The optimal lattice quantizer in nine dimensions

TL;DR

This paper fully characterizes a family of nine-dimensional lattices, identifies the optimal one for quantization, and analyzes their geometric and algebraic properties, revealing phase transitions and providing a method applicable to other dimensions.

Contribution

It provides an explicit analytical description of the optimal nine-dimensional lattice quantizer and its properties, including the exact parameter value minimizing the second moment.

Findings

The optimal lattice parameter is an algebraic number approximately 0.5732.

The Voronoi cell structure undergoes phase transitions at specific parameter values.

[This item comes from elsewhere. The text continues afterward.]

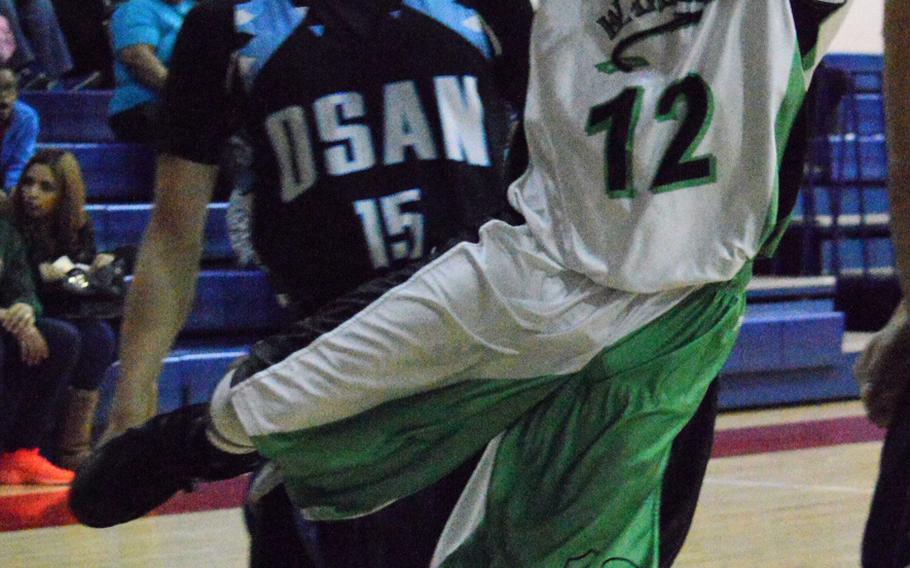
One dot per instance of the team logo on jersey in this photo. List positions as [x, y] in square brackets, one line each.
[620, 14]
[588, 558]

The second moment tensor is proportional to the identity at optimality.

Abstract

The optimal lattice quantizer is the lattice which minimizes the (dimensionless) second moment $G$. In dimensions $1$ to $8$, it has been proven that the optimal lattice quantizer is one of the classical lattices, or there is good evidence for this. In contrast, more than two decades ago, convincing numerical studies showed that in dimension $9$, a non-classical lattice is optimal. The structure and properties of this lattice depend upon a real parameter $a>0$, whose value was only known approximately. Here, we give a full description of this one-parameter family of lattices and their Voronoi cells, and calculate their (scalar and tensor) second moments analytically as a function of $a$. The value of $a$ which minimizes $G$ is an algebraic number, defined by the root of a $9$th order polynomial, with $a \approx 0.573223794$. For this value of $a$, the covariance matrix (second moment tensor) is proportional to the identity, consistent with a theorem of Zamir and Feder for optimal quantizers. The structure of the Voronoi cell depends upon $a$, and undergoes phase transitions at $a^2 = 1/2$, $1$ and $2$, where its geometry changes abruptly. At each transition, the analytic formula for the second moment changes in a very simple way. Our methods can be used for arbitrary one-parameter families of layered lattices, and may thus provide a useful tool to identify optimal quantizers in other dimensions as well.